A common mistake: Using interest-based audiences (e.g. "Fitness Enthusiasts") as your primary signal for a health or wellness DTC brand. These are too broad and teach the algorithm almost nothing specific about your buyer. Layer them underneath customer lists and custom search segments, not instead of them.
Do Signals Matter Less as a Campaign Matures?
Yes — and this is the nuance most guides skip. Once a PMax campaign has accumulated several hundred conversions, Google's algorithm has enough real signal from your own account to optimize without relying heavily on the audience signals you provided at launch. At that point, the signals become less influential and the campaign is effectively self-directing based on observed conversion patterns.
This means the impact of your audience signal setup is front-loaded. A new campaign with weak signals (or no signals) will spend more budget learning before it gets efficient. A new campaign with strong, specific signals — especially a customer list — will typically reach target ROAS or CPA faster and with less wasted spend during the learning phase.
Practical Setup for a DTC Brand
For most eCommerce accounts, this is the signal stack we use at launch. Add one asset group per audience theme if your product catalog supports it, and keep signals tight to each theme:
- Purchasers list (all-time, or 180-day window minimum)
- Cart abandoners and product page visitors (30-day window)
- Custom segment: search terms matching your core category keywords
- If you have less than 1,000 in your customer list, add one relevant in-market audience as a secondary signal to compensate for the thin data
Keep the signal inputs reasonably specific.

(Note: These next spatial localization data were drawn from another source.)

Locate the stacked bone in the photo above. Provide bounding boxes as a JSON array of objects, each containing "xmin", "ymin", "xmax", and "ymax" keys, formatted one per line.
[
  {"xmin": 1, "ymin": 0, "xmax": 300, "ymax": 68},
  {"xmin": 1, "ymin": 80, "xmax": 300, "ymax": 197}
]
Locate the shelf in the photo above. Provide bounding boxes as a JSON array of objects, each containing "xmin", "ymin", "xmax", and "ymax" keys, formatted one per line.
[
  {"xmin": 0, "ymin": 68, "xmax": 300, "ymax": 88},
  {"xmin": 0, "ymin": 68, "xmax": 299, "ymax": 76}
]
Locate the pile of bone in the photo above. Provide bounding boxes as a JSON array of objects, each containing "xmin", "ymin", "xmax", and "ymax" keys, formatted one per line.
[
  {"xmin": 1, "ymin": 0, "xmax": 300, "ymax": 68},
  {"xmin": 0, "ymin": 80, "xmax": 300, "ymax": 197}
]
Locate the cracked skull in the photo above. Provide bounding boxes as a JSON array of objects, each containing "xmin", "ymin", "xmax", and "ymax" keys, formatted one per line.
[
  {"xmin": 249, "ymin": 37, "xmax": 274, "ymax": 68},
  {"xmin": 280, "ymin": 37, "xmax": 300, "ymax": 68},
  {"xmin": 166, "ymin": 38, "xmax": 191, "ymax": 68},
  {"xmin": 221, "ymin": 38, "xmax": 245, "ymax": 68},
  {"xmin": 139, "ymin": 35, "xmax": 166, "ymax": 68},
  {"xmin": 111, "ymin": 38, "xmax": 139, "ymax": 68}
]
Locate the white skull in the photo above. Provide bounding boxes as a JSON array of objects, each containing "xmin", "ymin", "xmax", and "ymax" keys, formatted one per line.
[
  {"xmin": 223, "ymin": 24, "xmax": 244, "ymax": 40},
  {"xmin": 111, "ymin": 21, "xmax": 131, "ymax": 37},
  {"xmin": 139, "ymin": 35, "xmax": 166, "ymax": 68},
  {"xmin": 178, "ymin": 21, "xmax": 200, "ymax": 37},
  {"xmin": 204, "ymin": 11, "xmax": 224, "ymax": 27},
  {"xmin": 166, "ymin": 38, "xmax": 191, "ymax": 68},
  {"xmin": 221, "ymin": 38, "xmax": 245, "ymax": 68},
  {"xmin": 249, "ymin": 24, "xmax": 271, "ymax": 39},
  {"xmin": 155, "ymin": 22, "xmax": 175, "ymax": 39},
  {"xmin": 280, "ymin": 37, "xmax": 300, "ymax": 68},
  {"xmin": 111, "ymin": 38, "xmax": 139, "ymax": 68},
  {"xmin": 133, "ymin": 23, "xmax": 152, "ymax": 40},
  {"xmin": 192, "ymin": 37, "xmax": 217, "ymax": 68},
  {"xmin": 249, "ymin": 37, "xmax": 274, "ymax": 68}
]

If you sell one product line, a single tightly defined set of signals per asset group is better than a wide collection of loosely related audiences.
Bottom Line
Audience signals in PMax do matter — most for new campaigns, less for established ones with strong conversion history. The biggest lever is uploading a real customer list before you launch. Everything else is secondary. If your PMax campaigns are already live and performing, revisiting signals is unlikely to move the needle much. But for any new campaign or account build, spending 20 minutes on signal quality upfront will save you weeks of inefficient spend in the learning phase.